The permutation that you look for should exist for all nonsingular matrices $A$ --- the orthogonality is not necessary.
To see it, I will first present a proof of the same fact for 2 matrices based on determinants for the case of 2 submatrices. For simplicity, let us choose a fixed partition of the rows and permute columns rather than the opposite.
For each subset $\alpha$ of the rows of a matrix, you can divide the permutations in the Leibniz formula according to the image $\sigma(\alpha)$, hence getting the identity (generalized Laplace expansion) $$ \tag{*} \det A = \sum_{\beta\subset\{1,2,\dots,n\}, |\beta|=|\alpha|} (-1)^{something} \det A(\alpha,\beta) \det A(\alpha^c,\beta^c). $$ The value of "something" depends on how one orders the elements in the various sets, and is not important here.
If $\det A$ is nonzero, then there is at least a nonzero summand; hence, for some $\beta$, $\det A(\alpha,\beta)$ and $\det A(\alpha^c,\beta^c)$ are nonzero.
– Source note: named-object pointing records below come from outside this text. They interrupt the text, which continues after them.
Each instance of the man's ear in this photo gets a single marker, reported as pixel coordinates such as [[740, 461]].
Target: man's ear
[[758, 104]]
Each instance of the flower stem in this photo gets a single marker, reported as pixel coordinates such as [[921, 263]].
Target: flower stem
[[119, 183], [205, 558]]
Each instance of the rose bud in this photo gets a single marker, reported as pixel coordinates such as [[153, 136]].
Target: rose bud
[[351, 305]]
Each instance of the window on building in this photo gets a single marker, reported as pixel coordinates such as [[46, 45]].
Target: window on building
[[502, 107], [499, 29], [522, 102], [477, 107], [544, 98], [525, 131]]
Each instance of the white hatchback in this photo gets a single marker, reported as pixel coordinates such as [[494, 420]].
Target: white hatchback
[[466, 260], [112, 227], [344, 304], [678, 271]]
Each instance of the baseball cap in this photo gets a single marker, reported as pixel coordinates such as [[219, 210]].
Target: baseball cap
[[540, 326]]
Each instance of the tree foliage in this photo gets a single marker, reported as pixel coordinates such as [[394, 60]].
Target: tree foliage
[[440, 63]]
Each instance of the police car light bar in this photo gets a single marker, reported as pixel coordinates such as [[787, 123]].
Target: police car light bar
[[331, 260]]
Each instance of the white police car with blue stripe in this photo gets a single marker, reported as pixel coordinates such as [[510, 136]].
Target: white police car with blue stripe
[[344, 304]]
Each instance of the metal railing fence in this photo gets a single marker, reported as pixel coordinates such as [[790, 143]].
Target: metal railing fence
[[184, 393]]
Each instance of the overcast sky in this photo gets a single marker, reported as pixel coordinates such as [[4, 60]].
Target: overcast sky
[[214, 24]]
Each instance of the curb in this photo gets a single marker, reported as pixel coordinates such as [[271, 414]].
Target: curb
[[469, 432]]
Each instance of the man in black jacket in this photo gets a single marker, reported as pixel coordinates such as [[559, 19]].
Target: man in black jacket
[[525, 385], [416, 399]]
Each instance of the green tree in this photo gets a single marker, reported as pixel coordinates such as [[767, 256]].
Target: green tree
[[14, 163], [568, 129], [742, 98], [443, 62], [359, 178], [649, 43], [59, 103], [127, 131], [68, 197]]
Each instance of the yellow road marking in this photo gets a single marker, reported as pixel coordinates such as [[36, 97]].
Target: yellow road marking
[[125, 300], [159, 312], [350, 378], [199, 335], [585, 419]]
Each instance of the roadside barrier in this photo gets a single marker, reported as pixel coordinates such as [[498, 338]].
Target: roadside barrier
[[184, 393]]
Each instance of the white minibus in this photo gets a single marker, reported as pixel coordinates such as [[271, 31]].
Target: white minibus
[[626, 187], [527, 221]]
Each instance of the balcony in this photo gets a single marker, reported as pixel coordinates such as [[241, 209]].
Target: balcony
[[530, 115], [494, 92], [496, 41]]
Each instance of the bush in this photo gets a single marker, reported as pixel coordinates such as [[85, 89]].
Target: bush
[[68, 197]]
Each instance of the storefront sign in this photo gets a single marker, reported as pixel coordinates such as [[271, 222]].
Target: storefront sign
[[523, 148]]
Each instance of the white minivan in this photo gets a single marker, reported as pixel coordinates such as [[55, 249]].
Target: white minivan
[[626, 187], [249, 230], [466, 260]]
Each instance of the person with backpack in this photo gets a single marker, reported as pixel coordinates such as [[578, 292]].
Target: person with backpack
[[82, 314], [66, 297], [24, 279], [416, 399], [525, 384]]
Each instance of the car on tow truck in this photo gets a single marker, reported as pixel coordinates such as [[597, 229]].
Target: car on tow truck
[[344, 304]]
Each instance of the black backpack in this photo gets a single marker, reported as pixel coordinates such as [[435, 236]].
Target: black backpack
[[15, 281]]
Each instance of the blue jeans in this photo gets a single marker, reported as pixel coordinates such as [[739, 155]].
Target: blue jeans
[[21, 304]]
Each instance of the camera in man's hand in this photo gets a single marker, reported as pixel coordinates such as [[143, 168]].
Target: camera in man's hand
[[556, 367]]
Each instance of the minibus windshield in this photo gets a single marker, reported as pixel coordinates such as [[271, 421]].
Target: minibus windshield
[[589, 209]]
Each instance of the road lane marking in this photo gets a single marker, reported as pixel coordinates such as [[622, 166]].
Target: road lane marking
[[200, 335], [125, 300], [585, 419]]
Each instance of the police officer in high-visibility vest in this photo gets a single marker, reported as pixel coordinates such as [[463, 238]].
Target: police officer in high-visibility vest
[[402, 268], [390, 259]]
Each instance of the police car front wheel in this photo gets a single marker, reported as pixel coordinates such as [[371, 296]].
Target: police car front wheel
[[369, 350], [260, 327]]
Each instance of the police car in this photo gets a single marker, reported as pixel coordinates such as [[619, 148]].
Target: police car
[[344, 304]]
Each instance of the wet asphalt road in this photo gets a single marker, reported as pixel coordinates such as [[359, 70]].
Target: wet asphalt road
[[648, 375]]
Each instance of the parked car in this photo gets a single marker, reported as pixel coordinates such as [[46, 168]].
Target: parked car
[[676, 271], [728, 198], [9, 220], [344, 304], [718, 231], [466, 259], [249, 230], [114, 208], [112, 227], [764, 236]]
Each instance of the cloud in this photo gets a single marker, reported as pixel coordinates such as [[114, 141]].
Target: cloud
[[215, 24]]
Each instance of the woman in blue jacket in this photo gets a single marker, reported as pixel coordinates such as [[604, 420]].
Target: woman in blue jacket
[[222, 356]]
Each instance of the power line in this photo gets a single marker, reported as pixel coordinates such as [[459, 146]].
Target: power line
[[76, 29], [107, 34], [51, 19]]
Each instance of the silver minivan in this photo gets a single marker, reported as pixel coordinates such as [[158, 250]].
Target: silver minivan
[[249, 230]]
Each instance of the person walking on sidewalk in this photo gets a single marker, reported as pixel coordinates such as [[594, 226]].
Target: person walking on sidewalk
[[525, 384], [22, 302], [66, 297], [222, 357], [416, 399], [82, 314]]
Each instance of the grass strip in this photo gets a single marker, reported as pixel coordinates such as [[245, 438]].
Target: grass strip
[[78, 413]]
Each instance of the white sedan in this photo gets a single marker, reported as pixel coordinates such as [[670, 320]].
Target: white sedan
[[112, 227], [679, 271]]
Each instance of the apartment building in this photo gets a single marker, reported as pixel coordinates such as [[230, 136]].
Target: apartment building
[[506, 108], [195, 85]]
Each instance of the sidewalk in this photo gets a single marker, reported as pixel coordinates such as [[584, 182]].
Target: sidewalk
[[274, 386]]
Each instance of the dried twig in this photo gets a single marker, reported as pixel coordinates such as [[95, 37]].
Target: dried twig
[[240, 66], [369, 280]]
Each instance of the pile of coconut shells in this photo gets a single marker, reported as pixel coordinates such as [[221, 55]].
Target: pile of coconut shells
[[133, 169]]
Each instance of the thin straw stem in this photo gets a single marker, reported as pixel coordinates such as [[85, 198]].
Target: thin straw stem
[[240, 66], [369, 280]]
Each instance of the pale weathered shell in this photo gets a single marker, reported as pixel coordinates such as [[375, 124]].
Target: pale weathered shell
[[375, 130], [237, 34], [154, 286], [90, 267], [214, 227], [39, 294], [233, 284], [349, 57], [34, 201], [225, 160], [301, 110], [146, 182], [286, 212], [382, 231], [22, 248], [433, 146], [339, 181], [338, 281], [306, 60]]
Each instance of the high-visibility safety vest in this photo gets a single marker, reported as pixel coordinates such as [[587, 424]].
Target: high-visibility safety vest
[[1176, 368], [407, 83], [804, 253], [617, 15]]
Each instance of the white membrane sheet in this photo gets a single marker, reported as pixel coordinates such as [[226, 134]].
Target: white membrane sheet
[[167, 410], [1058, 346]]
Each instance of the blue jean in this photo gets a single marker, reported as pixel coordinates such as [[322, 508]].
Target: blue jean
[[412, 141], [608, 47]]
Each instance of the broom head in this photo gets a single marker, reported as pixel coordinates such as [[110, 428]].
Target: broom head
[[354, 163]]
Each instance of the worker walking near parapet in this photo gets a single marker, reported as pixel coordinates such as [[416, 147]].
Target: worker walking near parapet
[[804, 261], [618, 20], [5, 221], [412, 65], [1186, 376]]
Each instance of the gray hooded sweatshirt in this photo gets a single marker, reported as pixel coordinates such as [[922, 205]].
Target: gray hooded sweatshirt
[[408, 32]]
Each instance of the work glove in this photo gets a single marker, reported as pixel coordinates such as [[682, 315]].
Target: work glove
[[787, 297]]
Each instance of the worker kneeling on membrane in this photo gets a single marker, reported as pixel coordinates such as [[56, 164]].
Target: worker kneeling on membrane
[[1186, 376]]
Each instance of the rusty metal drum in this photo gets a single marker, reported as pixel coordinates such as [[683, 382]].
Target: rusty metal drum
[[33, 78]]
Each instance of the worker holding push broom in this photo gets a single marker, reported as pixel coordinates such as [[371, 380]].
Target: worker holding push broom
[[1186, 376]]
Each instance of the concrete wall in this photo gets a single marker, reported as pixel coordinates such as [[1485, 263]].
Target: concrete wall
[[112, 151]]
Choose a column permutation that brings $\beta$ to $\{1,2,\dots,|\beta|\}$, and bingo.
Expanding $A(\alpha,\beta)$ with the same formula inductively, one can obtain a generalization of ($*$) to more than two terms: for each row partition $(\alpha_1,\alpha_2,\dots,\alpha_k)$, $$ \det A = \sum_{partitions(\beta_1,\dots,\beta_k) s.t. |\beta_i| = |\alpha_i|} (-1)^{something} \det A(\alpha_1,\beta_1) \det A(\alpha_2,\beta_2) \dots \det A(\alpha_k,\beta_k) $$ and then the same argument holds.